Una torta al cioccolato SOS

Ci sono pomeriggi grigi, anche se è fine maggio.

Ci sono pomeriggi pesanti, tutti da studiare, soprattutto ora che l'anno scolastico sta per terminare e bisogna cercare di chiudere tutto al meglio.

Ci sono pomeriggi giusti per una torta al cioccolato, di quelle da fare totalmente a mano, senza farsi aiutare da sbattitori o impastatrici, da preparare in silenzio, mentre tutti studiano.

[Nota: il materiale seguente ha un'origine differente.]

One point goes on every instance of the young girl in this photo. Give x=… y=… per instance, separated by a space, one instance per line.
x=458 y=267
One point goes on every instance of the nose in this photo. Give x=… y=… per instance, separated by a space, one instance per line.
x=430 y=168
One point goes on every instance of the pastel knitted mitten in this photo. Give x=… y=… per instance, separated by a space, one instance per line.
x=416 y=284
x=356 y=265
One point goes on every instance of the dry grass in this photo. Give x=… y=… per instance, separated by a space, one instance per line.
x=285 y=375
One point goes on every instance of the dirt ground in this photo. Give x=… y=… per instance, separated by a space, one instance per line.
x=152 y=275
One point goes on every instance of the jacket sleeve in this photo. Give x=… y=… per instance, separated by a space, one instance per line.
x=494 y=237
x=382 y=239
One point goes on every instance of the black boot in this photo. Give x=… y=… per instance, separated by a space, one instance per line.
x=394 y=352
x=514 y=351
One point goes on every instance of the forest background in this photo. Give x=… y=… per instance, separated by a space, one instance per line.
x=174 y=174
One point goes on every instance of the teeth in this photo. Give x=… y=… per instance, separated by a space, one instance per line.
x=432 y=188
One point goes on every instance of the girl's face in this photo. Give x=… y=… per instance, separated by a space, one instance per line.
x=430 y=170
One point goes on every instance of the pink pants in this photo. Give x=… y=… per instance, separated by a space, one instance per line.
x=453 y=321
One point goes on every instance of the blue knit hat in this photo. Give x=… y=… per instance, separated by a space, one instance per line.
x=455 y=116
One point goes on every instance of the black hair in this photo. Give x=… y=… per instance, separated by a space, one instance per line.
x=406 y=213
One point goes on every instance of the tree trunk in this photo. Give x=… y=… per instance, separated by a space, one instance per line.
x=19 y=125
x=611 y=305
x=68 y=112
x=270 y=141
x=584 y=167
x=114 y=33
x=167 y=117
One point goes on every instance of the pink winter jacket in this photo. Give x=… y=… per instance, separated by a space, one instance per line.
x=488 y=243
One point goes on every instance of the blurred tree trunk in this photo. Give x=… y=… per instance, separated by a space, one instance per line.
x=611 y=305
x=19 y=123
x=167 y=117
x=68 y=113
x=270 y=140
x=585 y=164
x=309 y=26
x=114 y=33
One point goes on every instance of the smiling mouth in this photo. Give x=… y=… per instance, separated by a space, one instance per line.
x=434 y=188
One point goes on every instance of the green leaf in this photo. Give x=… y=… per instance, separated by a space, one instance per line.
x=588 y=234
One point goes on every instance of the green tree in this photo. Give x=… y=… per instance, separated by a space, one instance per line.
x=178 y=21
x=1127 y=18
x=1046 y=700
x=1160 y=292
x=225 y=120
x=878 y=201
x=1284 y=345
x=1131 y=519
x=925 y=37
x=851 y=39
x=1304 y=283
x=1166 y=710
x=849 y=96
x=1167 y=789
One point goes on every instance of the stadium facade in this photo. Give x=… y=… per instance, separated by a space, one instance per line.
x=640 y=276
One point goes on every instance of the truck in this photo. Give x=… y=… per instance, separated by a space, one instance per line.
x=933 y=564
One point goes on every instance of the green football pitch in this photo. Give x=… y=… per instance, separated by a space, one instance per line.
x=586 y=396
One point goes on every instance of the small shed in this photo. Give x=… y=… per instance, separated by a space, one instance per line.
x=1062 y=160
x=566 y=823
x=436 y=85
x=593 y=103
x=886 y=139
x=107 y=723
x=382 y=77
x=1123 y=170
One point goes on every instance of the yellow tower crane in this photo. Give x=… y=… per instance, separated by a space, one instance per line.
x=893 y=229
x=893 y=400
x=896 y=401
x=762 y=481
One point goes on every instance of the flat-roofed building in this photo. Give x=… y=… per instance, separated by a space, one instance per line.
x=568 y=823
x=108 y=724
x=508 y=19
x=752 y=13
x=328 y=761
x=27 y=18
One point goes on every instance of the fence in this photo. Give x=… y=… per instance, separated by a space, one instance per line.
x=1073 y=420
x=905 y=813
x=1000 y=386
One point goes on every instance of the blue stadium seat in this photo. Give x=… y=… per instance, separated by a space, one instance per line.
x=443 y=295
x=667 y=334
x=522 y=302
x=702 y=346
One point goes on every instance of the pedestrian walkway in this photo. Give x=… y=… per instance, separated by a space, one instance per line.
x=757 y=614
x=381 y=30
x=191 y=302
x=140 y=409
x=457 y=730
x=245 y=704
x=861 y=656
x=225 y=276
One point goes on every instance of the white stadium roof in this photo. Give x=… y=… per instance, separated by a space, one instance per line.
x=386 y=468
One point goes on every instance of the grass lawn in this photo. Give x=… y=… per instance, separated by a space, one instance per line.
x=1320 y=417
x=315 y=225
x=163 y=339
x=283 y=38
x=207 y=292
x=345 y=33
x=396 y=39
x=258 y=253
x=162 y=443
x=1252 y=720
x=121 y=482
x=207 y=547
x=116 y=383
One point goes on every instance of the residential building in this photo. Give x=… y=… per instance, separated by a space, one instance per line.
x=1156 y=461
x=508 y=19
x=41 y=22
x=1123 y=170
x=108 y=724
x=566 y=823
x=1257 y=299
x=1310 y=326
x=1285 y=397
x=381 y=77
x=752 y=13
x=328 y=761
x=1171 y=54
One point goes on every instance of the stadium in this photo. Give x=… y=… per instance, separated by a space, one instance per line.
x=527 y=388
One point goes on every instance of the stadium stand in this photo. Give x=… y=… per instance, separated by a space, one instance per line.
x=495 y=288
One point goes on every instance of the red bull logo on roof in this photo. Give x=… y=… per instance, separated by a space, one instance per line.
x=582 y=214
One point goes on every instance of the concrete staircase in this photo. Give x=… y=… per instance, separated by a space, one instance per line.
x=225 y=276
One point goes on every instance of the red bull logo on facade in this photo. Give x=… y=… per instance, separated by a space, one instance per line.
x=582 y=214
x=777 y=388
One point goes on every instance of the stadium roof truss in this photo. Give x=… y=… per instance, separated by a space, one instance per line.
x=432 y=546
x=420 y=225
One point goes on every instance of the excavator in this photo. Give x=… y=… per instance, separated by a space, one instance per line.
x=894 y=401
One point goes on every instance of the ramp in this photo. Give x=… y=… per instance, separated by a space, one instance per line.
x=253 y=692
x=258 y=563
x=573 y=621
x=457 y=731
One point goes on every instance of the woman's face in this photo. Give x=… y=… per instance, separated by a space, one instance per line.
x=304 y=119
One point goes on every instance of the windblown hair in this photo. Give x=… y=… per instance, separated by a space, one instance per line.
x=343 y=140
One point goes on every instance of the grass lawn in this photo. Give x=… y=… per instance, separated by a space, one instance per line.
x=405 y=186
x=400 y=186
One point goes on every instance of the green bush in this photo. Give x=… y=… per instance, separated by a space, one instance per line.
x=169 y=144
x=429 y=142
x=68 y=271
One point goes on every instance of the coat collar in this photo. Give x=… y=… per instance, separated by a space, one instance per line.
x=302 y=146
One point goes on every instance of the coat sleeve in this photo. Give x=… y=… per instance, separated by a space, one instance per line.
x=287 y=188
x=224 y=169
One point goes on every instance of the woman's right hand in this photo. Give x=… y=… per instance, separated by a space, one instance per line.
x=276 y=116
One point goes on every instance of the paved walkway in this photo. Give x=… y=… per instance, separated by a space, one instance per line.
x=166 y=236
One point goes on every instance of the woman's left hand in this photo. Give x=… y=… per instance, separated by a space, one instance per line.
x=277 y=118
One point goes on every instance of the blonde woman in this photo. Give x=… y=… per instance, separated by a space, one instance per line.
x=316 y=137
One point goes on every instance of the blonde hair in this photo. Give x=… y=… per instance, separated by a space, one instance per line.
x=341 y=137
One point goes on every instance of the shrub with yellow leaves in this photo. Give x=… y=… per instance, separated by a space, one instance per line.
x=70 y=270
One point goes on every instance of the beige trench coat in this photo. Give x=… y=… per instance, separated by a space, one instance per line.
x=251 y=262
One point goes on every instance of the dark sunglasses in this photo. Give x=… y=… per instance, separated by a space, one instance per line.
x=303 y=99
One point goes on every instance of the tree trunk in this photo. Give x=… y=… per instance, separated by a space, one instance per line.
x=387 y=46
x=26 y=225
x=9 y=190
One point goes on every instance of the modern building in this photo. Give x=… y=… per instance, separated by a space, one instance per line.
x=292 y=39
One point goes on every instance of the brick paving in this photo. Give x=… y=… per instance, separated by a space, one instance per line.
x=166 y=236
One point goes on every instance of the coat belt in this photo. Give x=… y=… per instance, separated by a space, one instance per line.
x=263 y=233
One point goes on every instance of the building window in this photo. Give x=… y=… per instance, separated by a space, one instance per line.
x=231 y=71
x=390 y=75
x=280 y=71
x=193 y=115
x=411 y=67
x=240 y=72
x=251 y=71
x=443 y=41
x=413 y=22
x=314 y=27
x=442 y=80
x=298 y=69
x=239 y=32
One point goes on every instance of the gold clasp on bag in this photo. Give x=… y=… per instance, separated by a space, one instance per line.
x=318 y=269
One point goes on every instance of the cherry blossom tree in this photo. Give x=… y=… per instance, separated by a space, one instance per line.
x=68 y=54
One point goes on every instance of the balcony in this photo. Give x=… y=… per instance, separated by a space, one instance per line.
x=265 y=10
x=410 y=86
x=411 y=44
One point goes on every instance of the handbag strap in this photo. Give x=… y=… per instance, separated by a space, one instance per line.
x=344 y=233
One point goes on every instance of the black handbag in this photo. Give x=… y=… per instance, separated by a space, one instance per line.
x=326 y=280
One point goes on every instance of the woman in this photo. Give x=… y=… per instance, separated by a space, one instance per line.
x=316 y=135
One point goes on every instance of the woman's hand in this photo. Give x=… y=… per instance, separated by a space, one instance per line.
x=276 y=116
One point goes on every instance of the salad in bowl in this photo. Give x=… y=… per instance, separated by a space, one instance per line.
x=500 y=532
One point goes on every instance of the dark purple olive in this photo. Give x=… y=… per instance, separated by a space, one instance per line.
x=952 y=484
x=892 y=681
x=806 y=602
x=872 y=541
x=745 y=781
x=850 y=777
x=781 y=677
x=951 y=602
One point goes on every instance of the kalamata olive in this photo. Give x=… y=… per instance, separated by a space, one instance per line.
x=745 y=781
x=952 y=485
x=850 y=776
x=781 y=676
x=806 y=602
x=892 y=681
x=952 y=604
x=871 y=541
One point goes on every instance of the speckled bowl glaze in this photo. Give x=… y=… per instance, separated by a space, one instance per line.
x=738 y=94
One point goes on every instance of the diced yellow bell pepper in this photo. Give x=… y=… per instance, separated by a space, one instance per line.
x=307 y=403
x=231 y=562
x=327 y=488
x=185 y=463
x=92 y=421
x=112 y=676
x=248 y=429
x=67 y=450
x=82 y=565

Questa torta è davvero veloce e soccorre i bisognosi di energia e coccole e, accompagnata da un bel bicchiere di latte, aiuta a far tornare il sorriso :)

La ricetta è della carissima e mai dimentica Alda Muratore: la raccolta delle sue ricette è sempre fonte di ispirazione e mi aiuta anche nei momenti da SOS.

Gli ingredienti da avere in casa sono pochi, ma necessariamente dovranno essere di ottima qualità, per avere un prodotto davvero buono!



Siete pronti per la ricetta?

Ingredienti

200 g di cioccolato fondente al 70%
100 g di burro
3 uova medie di galline sorridenti
100 g di zucchero (io uso quello finissimo che si scioglie meglio)
70 g di farina 00
2 cucchiaini di lievito per dolci
1 pizzico di sale

Procedimento

Imburrare e foderare con carta forno una teglia al massimo di 24 cm di diametro (io ho utilizzato una teglia quadrata bella pesante di KitchenAid).

Sciogliere a bagnomaria il cioccolato e unire, a fuoco spento, il burro. 
Lasciare sciogliere bene il tutto, amalgamare e lasciar raffreddare un poco.

Sbattere con la frusta (o con il frullino) i tuorli con lo zucchero, finché sono belli bianchi.

Aggiungere il cioccolato fuso con il burro e amalgamare bene.

Unire il pizzico di sale.



Battere gli albumi a neve ferma e unirli al composto delicatamente.

Sul composto setacciare farina e lievito e unirli con estrema delicatezza, dal basso verso l'alto.

Cuocere la torta per circa 30 minuti a 180°, ma attenti a non farla asciugare troppo: deve risultare soffice e morbida!



Aspetto i vostri commenti!


1 commento:

http://chicchidimela.wordpress.com/ ha detto...

Effettivamente hai ragione! Certi pomeriggi grigi bisogna proprio colorarli! E qui mi sembra tu ci sia riuscita alla grande.